3/ Face à ces contraintes, l'industrie mise sur la sécurisation des infrastructures et le développement de nouveaux débouchés
Des innovations réduisant les risques environnementaux ont rendu les pipelines plus sûrs ces dernières années. Depuis 2019, l’imagerie satellite permet aux exploitants de détecter et surveiller de manière précise les mouvements du sol et leurs conséquences sur l’ensemble du réseau de pipeline. En 2019 également, la société calgarienne Hifi Engineering a développé une nouvelle technique de « détection dynamique haute-fidélité » qui contribue à la sécurité des pipelines, ce pour quoi elle a reçu le prix de l’innovation de la Canadian Energy Pipeline Association. Plus récemment, la communauté d’affaires pipelinière s’est engagée pour la réduction des GES dans leurs activités : par exemple la compagnie Pembina a annoncé en septembre 2021 son engagement à réduire l’intensité des émissions de la société de 30% d’ici 2030 par rapport aux émissions de référence de 2019.
Les pipelines pourraient par ailleurs demain participer au développement d’une économie plus verte. Une des reconversions envisagées serait de transformer ces pipelines en hydrogénoducs.
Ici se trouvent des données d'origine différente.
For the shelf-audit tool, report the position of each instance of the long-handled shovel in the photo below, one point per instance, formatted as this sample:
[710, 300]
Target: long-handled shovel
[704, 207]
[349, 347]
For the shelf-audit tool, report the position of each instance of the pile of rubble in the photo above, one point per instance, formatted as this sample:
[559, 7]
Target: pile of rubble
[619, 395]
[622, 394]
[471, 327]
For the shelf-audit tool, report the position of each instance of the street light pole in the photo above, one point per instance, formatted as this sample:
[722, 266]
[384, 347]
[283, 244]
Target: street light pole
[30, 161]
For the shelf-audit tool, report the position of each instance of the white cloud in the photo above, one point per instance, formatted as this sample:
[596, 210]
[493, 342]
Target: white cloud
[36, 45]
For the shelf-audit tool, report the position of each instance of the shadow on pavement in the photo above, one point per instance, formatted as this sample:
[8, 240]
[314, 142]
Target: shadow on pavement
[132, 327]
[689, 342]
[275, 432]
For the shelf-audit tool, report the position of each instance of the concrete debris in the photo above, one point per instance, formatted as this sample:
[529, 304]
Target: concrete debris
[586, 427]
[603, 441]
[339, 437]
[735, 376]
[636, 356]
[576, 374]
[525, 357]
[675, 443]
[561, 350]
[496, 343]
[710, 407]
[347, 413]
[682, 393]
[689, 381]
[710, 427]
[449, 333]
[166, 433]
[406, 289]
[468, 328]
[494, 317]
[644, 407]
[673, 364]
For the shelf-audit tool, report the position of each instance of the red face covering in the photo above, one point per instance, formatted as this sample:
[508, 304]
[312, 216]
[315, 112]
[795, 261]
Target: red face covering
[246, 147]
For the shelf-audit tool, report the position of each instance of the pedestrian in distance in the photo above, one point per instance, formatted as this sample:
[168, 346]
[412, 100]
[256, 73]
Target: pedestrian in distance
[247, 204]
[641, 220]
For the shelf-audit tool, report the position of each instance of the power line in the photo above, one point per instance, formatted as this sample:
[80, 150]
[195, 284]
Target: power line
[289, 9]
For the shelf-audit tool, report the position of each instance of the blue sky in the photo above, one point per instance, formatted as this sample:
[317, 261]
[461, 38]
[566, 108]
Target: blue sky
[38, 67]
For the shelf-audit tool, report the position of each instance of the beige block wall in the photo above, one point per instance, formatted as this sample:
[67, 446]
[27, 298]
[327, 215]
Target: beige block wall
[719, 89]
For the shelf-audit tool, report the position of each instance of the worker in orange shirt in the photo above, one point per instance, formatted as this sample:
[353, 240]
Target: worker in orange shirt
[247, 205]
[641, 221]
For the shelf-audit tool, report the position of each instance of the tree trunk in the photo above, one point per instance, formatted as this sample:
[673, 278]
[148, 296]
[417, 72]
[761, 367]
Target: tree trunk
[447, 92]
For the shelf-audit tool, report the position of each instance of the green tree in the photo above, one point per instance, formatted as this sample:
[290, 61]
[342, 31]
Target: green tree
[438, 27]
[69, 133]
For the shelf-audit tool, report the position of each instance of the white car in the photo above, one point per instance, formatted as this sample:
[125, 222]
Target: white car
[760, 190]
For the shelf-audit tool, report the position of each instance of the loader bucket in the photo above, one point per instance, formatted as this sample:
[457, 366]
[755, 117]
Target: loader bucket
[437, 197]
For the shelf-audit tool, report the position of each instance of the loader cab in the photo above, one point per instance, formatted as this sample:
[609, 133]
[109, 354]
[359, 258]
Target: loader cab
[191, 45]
En effet, dans la stratégie hydrogène du gouvernement dévoilée mi-décembre 2020, les autorités fédérales ambitionnent qu’un tiers des besoins énergétiques seront comblés par l’utilisation de l’hydrogène d’ici 2050. Les compagnies de pipelines souhaitent profiter de cette opportunité et deux projets pilotes ont déjà démarré : Atco a annoncé un projet de mélange hydrogène-gaz naturel avec l’injection de 5% d’hydrogène en volume dans une partie du réseau résidentiel de distribution de gaz naturel à Fort Saskatchewan ; Enbridge ajoutera 2% d’hydrogène dans ses canalisations alimentant des résidents de Markham (Ontario), le mélange entre hydrogène et gaz permettant de diminuer les émissions de GES. Néanmoins, les experts soulignent qu’au-dessus d’une proportion de 15 % à 20 % d’hydrogène, ce gaz pourrait causer des dommages aux canalisations et qu’il serait donc nécessaire de doubler le réseau existant avec des pipelines capables de supporter 100% d’hydrogène.